When true, the response is streamed as Server-Sent Events (SSE). Each chunk is a data: line containing a partial JSON delta, ending with data: [DONE].
stream_options
object
Options for streaming responses. Set include_usage: true to include a final chunk with token usage statistics.
max_tokens
integer
Maximum number of tokens to generate in the response.
max_completion_tokens
integer
Alternative to max_tokens. Sets the maximum number of tokens allowed in the completion, including reasoning tokens for models that support them.
stop
string | string[]
One or more sequences where generation stops. The model will stop before producing any of the specified sequences.
presence_penalty
number
default:"0"
Penalizes new tokens based on whether they have appeared in the text so far. Valid range: -2.0 to 2.0.
frequency_penalty
number
default:"0"
Penalizes new tokens based on their frequency in the text so far. Valid range: -2.0 to 2.0.
tools
object[]
A list of tools (functions) the model may call. Each tool must include a type of function and a function object with name, description, and parameters.
tool_choice
string | object
Controls how the model selects tools. Pass "none" to disable tool calls, "auto" to let the model decide, or an object specifying a particular function to call.
response_format
object
Constrains the output format. Set { "type": "json_object" } to enforce JSON output, or { "type": "text" } for plain text.
seed
integer
If specified, the system will attempt to sample deterministically so that repeated requests with the same seed and parameters return the same result.
reasoning_effort
string
Controls the depth of reasoning for models that support extended thinking. Accepted values: "low", "medium", "high".
logit_bias
object
Modify the likelihood of specific tokens appearing in the output. Maps token IDs (as strings) to bias values from -100 to 100.
user
string
An optional identifier for the end user. Useful for abuse detection and monitoring.
modalities
string[]
Output modalities to request. Supported values include "text" and "audio".
audio
object
Audio output configuration when modalities includes "audio". Specify voice and format.

Response fields

id
string
Unique identifier for the completion.
object
string
Always "chat.completion" for non-streaming responses.
created
integer
Unix timestamp (seconds) when the completion was created.
model
string
The model that generated the response.
choices
object[]
usage
object
system_fingerprint
string
An opaque string representing the system configuration that served the request.

Examples

curl -X POST "https://YOUR_NEWAPI_BASE_URL/v1/chat/completions" \
  -H "Authorization: Bearer sk-your-token" \
  -H "Content-Type: application/json" \
  -d '{
    "model": "gpt-4o",
    "messages": [
      { "role": "system", "content": "You are a helpful assistant." },
      { "role": "user", "content": "What is the capital of France?" }
    ]
  }'

Streaming example

Set stream: true to receive incremental tokens as SSE events.
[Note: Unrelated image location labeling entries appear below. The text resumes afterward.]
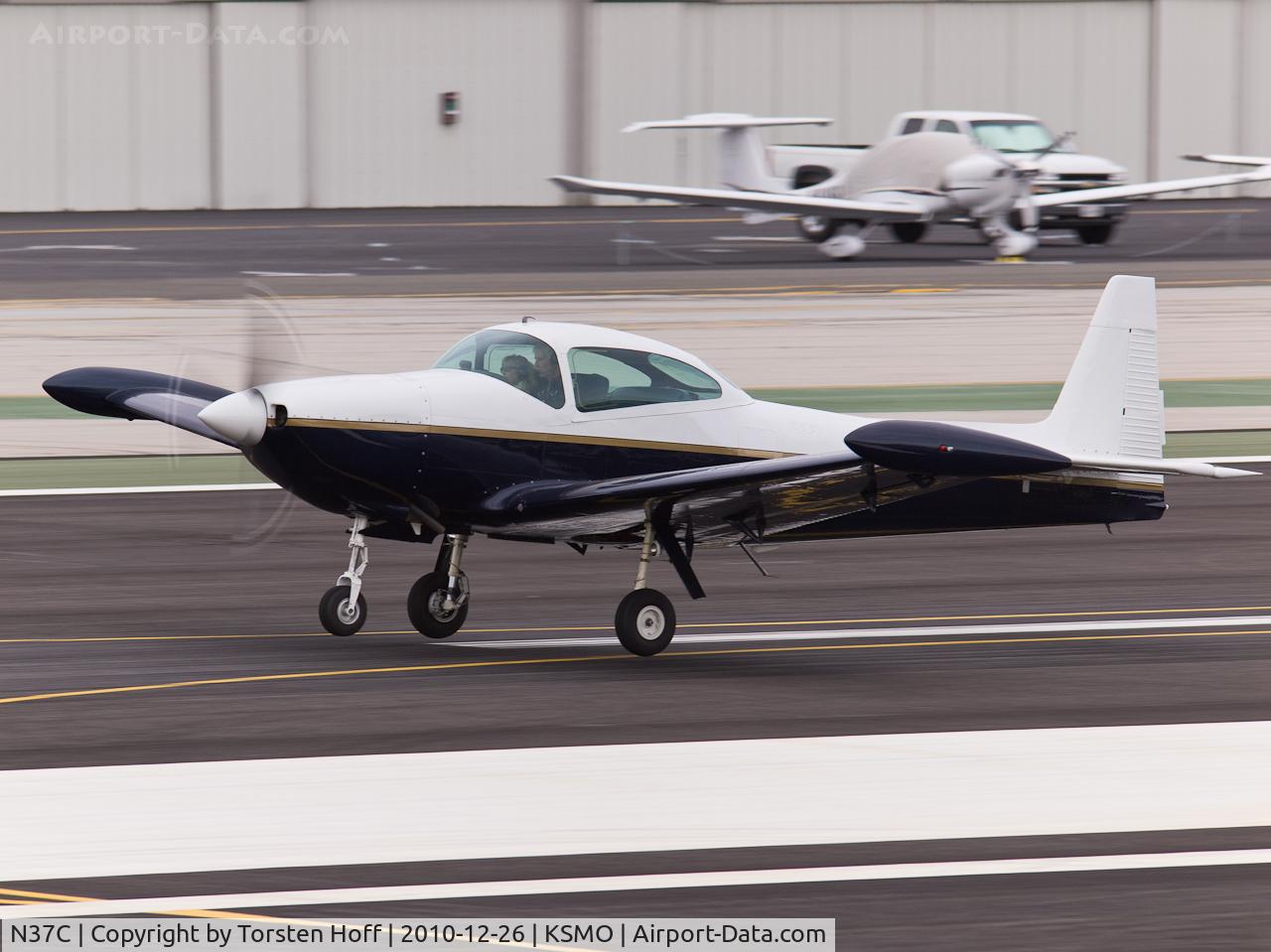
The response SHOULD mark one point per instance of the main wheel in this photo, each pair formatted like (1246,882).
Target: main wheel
(425,607)
(339,615)
(644,621)
(1096,234)
(816,227)
(909,231)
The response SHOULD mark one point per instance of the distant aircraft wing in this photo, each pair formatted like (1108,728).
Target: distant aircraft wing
(1180,185)
(761,201)
(1231,159)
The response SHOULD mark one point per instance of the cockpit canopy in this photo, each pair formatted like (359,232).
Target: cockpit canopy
(602,377)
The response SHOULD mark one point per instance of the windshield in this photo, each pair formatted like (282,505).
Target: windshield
(609,377)
(516,358)
(1015,135)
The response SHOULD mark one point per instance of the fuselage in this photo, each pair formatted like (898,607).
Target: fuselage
(423,449)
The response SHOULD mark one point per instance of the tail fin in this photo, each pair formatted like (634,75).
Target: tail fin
(1111,403)
(743,157)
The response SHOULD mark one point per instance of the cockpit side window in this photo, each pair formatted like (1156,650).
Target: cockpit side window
(609,377)
(516,358)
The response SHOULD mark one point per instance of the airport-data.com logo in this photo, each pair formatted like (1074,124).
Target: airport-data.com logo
(186,35)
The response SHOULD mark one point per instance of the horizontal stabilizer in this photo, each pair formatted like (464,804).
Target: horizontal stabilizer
(137,394)
(1161,467)
(729,119)
(944,449)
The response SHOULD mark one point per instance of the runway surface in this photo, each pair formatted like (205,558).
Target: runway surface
(1087,669)
(457,252)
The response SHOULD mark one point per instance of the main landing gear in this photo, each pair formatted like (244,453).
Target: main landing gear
(437,603)
(645,619)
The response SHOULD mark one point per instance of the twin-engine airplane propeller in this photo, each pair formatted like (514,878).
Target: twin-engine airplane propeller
(925,177)
(544,432)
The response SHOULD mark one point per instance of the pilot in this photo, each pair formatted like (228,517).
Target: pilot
(517,371)
(547,372)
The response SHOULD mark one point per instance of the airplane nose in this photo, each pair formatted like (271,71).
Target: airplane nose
(239,417)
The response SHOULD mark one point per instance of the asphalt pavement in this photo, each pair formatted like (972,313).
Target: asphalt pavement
(458,252)
(205,603)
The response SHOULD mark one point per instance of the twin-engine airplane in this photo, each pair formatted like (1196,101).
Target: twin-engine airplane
(545,432)
(925,177)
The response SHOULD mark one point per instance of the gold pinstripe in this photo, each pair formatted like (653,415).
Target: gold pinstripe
(536,436)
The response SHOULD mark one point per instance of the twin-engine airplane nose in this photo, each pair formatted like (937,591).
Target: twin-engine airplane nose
(240,417)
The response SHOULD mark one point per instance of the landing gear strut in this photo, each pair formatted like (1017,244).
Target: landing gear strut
(645,617)
(342,609)
(437,603)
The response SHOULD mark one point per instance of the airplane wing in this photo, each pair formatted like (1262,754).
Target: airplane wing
(761,201)
(1180,185)
(1231,159)
(137,394)
(758,499)
(727,503)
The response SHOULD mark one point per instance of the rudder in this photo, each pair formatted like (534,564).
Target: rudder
(1111,403)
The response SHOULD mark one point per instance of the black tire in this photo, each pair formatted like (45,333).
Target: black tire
(330,612)
(909,231)
(423,608)
(644,621)
(1096,234)
(816,227)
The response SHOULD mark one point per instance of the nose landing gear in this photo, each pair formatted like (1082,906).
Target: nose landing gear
(342,609)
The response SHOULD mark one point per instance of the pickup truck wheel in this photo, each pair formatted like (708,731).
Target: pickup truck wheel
(816,227)
(1096,234)
(909,231)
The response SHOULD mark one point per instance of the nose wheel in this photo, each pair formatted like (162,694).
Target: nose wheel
(340,612)
(342,609)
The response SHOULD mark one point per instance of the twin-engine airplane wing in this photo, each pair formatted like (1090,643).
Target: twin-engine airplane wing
(792,203)
(1262,173)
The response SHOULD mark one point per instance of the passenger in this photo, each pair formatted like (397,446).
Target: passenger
(550,388)
(517,371)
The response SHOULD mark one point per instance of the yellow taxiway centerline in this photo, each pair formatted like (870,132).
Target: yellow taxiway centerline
(562,629)
(581,658)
The stream ends with a data: [DONE] sentinel.
cURL (streaming)
curl -X POST "https://YOUR_NEWAPI_BASE_URL/v1/chat/completions" \
  -H "Authorization: Bearer sk-your-token" \
  -H "Content-Type: application/json" \
  --no-buffer \
  -d '{
    "model": "gpt-4o",
    "stream": true,
    "messages": [
      { "role": "user", "content": "Tell me a short story." }
    ]
  }'
Each streamed chunk looks like:
data: {"id":"chatcmpl-abc123","object":"chat.completion.chunk","created":1715000000,"model":"gpt-4o","choices":[{"index":0,"delta":{"content":"Once"},"finish_reason":null}]}
The final chunk contains "finish_reason": "stop" and delta: {}, followed by data: [DONE].

Additional chat formats

Newapi also supports Gemini’s native API format at /v1beta/models/{model}:generateContent. Pass your Newapi token as a Bearer token in the Authorization header. This is useful if you are migrating from the Gemini SDK without changing request shapes.
The Anthropic Claude Messages format is available at POST /v1/messages. Include the anthropic-version: 2023-06-01 header alongside your Bearer token. See your admin for model name mappings. The OpenAI Responses API format is also supported at POST /v1/responses, which provides multi-turn conversation state management through previous_response_id.